Keywords

1 Introduction

Autism spectrum disorder (ASD) refers to a group of complex neurodevelopmental disorders characterized by repetitive and characteristic patterns of behavior and difficulties with social communication and interaction. The latest analysis from the Centers for Disease Control and Prevention estimated 1 in 68 children diagnosed with ASD in the U.S.. ASD is mainly diagnosed by the observation of core behavioral symptoms [1]. For many neurodevelopmental disorders, brain dysfunction may precede abnormal behavior by months or even years. However, according to Interagency Autism Coordinating Committee strategic plan, due to the absence of early biomarkers to detect people either with or at-risk of ASD, diagnosis must rely on behavioral observations long after birth. As a result, ASD is not typically diagnosed until around 3–4 years of age in the U.S. [2]. Consequently, intervention efforts may miss a critical developmental window. Thus, it is extremely important to detect ASD earlier in life for better intervention.

Magnetic resonance imaging (MRI) based characterization of ASD has been explored as a complement to the current behavior-based diagnosis [3]. MRI-based brain volumetric studies on children and young adults with ASD found abnormalities in the hippocampus [4], precentral gyrus [5], and anterior cingulate gyrus [6]. However, most of the autistic subjects involved in previous studies are 2+ years old. In fact, the first year of postnatal development represents the most drastic postnatal developing phase, with a rapid tissue growth and milestones of a wide range of cognitive and motor functions [7]. This early period is critical in neurodevelopmental disorders such as ASD [8]. In this work, for the first time, we perform a volume-based analysis on infants at 6 months of age with risk of autism. To perform volume-based analysis and further identify possible imaging biomarkers, accurate segmentation of the infant brain into different types of tissue, e.g., white matter (WM), gray matter (GM), and cerebrospinal fluid (CSF), is the most critical step.
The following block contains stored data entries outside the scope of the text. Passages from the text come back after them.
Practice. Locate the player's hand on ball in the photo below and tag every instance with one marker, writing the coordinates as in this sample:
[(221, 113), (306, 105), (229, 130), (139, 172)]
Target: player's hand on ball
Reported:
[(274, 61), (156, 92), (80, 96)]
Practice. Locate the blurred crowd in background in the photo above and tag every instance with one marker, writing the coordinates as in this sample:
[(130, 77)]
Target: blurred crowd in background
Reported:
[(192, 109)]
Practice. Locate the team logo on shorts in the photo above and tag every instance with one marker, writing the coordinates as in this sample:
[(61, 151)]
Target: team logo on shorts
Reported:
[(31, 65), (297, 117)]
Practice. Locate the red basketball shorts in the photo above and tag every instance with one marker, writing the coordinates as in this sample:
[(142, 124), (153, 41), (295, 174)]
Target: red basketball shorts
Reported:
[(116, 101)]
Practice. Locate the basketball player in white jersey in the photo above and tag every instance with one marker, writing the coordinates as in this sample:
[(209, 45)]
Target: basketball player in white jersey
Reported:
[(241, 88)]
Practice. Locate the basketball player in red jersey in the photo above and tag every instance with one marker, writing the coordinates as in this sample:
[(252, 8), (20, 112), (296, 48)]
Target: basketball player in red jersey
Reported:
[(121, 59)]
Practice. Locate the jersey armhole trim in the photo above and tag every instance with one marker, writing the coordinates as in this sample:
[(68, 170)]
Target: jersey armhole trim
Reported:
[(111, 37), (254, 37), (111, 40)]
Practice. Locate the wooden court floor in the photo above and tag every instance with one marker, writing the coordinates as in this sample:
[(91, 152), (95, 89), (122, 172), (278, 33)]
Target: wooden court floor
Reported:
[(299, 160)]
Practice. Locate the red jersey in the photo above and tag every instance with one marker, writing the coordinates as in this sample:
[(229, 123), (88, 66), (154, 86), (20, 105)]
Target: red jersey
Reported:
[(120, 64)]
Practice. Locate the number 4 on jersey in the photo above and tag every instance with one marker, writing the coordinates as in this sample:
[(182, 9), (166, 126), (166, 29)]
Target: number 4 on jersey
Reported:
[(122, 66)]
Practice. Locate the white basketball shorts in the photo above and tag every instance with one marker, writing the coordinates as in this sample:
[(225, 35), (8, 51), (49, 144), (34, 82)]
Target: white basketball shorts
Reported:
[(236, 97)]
It will allow reliable quantification of volumetric tissue abnormalities for ASD [9]. However, accurate segmentation of infant brain MRI is challenging, especially for those at a very early age, such as at 6 months old [10], due to the lowest tissue contrast caused by the largely immature myelination [10]. For instance, the 1st column of Fig. 1 shows representative examples of T1-weighted (T1w) and T2-weighted (T2w) MRI scanned at 6 months of age. It can be observed that intensities in WM and GM are within similar range (especially around the cortex), even they were acquired with an imaging protocol dedicated for maximizing tissue contrast [10]. Such isointensity poses a significant challenge for accurate tissue segmentation. To the best of our knowledge, few studies focused on tissue segmentation of 6-month-old infants at-risk of ASD.

Fig. 1.
figure 1

(a) and (b) show T1w and T2w 6-month-old infant brain images with extremely low tissue contrast caused by the inherent ongoing myelination and maturation. (c) and (d) are the segmentation results by [11] and the proposed work with anatomical guidance, respectively, with their corresponding inner surfaces shown in (e) and (f), and cortical thickness (in mm) shown in (g) and (h). Without anatomical guidance, some WM is missing by previous work [11] as indicated by the yellow ellipse (c), which results in abnormal cortical thickness (g).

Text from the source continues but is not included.